Constantly connecting districts with roads doesn’t mean it’s bad, but what’s bad is laying out a road without a corresponding provision for where pedestrians can safely walk or access public transportation.
Recently, I have been witnessing how safe bus stops are created on different road ways in Abuja. So for the past years when the roads were existing, pedestrians have to legally run across 8 lane roads in crossing over to the other side. Legal because when the roads were built, ped. crossings were not provided, even though they were built around popular road crossings and bus stops for the public. The developers never felt the need to consider the pedestrians. Despite the sudden interventions of building ped bridges, there are many major bus stops without these.
Because the custom of running across roads (jaywalking), even when the pedestrian bridges are built, people ditch them and prefer to run across. Another reason is carelessness. There are instances where people are hit by speeding cars. Jaywalking is a crime in many countries. But Abuja is a place where zebra crossings are only for real Zebras; found only in the zoo. In some places, animals use pedestrian bridges, while humans prefer to run across (have you seen such photos).
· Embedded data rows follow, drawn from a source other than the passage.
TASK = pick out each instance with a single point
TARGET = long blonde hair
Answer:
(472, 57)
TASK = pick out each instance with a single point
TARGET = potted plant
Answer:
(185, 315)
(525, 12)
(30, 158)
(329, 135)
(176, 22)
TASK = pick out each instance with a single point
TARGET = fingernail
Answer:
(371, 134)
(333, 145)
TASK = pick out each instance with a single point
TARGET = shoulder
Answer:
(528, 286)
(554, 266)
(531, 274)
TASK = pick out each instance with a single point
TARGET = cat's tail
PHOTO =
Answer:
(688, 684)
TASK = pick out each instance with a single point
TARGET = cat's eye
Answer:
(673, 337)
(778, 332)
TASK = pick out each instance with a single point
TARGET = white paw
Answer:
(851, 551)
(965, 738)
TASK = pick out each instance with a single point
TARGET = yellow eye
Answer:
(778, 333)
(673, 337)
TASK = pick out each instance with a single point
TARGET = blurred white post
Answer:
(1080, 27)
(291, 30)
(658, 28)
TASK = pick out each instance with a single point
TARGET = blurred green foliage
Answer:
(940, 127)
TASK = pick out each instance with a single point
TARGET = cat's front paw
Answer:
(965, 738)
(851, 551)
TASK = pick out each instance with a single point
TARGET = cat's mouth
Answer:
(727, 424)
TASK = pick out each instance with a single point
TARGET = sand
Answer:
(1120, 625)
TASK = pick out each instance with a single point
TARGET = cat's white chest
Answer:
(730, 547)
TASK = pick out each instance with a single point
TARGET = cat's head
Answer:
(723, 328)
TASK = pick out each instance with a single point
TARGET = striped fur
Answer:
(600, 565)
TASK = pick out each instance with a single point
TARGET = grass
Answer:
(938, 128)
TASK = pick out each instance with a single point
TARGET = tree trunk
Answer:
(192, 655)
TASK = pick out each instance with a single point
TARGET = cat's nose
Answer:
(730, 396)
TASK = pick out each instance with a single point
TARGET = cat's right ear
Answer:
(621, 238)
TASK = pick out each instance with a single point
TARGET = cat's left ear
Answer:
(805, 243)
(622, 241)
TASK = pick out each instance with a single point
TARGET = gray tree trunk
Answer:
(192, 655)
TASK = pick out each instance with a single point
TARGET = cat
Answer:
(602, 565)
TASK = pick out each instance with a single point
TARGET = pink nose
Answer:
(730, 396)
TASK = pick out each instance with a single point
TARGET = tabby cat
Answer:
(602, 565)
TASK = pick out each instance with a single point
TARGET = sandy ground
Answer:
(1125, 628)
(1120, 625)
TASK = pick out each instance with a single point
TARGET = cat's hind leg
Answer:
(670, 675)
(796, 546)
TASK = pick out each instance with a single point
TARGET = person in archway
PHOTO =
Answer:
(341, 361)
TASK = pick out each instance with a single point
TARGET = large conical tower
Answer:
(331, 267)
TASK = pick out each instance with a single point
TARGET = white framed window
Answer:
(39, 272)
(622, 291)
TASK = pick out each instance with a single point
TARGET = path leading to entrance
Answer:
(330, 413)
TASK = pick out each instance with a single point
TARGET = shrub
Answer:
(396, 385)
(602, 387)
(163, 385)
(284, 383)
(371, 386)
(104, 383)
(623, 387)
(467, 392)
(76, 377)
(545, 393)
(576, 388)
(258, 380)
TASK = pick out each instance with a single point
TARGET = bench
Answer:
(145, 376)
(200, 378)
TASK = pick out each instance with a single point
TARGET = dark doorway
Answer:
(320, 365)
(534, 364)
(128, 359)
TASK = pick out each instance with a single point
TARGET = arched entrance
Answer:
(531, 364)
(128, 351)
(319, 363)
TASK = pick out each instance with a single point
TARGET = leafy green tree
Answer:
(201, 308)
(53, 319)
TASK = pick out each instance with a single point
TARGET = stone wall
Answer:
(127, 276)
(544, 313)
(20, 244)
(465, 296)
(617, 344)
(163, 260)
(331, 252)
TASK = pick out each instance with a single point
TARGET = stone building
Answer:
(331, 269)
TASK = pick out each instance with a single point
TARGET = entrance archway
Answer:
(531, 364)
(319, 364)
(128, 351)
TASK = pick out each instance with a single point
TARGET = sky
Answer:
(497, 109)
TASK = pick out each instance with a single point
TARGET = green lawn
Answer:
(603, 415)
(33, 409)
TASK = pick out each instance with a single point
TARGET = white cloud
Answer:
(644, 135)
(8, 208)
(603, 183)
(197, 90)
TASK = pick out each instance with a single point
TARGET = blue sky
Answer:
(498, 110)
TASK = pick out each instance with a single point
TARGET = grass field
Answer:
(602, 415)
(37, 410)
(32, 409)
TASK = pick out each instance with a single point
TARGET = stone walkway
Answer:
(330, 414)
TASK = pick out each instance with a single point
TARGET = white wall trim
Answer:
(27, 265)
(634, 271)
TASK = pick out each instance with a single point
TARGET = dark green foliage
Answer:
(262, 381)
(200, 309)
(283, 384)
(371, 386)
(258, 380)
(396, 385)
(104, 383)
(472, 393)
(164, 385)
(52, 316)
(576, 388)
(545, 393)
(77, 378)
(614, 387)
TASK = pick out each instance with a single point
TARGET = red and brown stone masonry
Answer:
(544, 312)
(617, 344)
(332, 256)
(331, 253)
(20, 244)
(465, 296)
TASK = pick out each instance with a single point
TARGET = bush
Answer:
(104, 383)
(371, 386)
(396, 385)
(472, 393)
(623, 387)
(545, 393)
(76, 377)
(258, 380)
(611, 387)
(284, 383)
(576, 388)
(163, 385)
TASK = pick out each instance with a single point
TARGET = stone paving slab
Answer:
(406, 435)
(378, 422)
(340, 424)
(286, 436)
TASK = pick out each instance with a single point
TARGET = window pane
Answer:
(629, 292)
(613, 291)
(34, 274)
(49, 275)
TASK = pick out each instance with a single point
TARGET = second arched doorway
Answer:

Only a minute fraction of car drivers respect the pedestrian crossings.
Another reason for ditching pedestrian bridges is because they are built a little faraway from where people normally run or bus stops are located. Although at times, it is the only feasible engineering and planning option.
I wonder when people will become more watchful of their safety and start obeying simple rules to prolong their lives.
But simply putting pedestrian footpaths and bridges doesn’t make a city walkable. What about other regulations to promote walking. Often times, commercial buildings in Abuja who due to their strategic locations can have two accesses to their building. One faces a collector road (busier road) and the other access road (less busier than the collector). Government Development Control Department orders such building owners to shutdown pedestrian gates overlooking busier roads. Road users who come to such places are made to travel round and a longer distance to access the other gate, thus aiding more car emissions while inconveniencing pedestrians.
The most walkable cities in Nigeria are not the developed the cities. Basic social amenities are more than 5 minute walk from homes. The thinking here is, development means more space for cars and less for pedestrians. Unequitable and uninclusive development.
It will be a welcome and sustainable development if Nigerian cities are designed around the people living in it.